‘Punk’ Academics, ‘Jam’ Academics, and the ‘Culture Industry’

This morning a couple of weird thoughts began to criss-cross in my mind that linked ‘punk’ academics, jam bands, and Theodore Adorno.  In the end, I began to see the political edge of the digital humanities in opposing what Adorno and Horkheimer call the “culture industry.”

To start off, I was reading Adorno and Horkheimer’s “The Culture Industry: Enlightenment as mass deception” essay and thinking about ways for humanist academics to fight the totalizing power of late capital and the culture industries in the age of new media.  Not too heavy, huh?

Then I noticed a great link on twitter about an archive of electroacoustic music being distributed via torrent.  I replied that etree.org is another great site that is distributing music via torrent for all sorts of bands in the ‘jam music’ scene, most notably Phish but also Dave Matthews, String Cheese Incident, etc.  All of these bands have a liberal taping policy that allows fans to tape their live performances and the distribute them non-commercially.  (Another example of this is the Live Music archive over at archive.org, also run by etree.org)

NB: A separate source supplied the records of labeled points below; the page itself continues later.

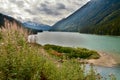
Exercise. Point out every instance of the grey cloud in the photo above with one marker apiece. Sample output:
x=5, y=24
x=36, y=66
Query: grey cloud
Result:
x=61, y=6
x=44, y=11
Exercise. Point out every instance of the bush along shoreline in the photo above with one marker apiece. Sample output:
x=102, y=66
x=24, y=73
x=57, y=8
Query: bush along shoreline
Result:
x=70, y=52
x=20, y=60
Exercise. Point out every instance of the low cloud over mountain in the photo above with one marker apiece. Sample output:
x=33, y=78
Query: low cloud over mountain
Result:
x=42, y=11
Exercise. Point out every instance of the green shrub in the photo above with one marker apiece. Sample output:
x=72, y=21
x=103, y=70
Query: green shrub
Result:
x=74, y=52
x=22, y=61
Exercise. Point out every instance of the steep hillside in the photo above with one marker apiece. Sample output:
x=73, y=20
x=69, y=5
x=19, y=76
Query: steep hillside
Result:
x=97, y=16
x=10, y=19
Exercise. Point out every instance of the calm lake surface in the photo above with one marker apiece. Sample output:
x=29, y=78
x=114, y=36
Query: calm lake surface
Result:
x=108, y=44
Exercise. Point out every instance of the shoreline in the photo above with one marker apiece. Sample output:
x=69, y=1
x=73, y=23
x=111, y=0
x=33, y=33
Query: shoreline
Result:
x=106, y=60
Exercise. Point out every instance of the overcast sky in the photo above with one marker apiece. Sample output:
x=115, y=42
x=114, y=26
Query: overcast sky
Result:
x=42, y=11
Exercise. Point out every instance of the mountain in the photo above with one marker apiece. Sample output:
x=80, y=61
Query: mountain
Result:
x=10, y=19
x=36, y=26
x=31, y=26
x=96, y=17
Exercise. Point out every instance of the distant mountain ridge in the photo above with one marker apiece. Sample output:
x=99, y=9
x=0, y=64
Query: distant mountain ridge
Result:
x=96, y=17
x=10, y=19
x=31, y=26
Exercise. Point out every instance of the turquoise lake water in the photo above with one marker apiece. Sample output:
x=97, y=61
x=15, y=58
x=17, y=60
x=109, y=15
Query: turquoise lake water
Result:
x=107, y=44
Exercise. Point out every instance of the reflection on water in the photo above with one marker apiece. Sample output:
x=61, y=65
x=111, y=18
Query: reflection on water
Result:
x=108, y=44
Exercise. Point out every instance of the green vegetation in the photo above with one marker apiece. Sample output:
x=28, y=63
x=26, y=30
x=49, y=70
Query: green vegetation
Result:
x=22, y=61
x=73, y=52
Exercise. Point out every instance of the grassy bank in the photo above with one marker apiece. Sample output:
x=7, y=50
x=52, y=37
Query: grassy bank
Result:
x=20, y=60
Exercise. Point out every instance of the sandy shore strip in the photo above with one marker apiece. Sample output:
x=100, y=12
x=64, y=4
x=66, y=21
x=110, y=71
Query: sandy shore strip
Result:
x=105, y=60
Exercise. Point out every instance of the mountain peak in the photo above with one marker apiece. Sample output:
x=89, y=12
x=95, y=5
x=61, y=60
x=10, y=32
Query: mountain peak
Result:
x=94, y=17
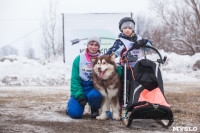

The combination of academia and music reminded me of once hearing about the Do-It-Yourself culture of ‘punk academics.’  Now, I don’t really know that much about punk academics-I did spend most of my teen years listening to punk bands like NOFX, the Descendents, and the Dead Kennedy’s-but thinking about them alongside the open access taping policy of bands like Phish prompts this question:

Don’t we need some ‘jam academics’?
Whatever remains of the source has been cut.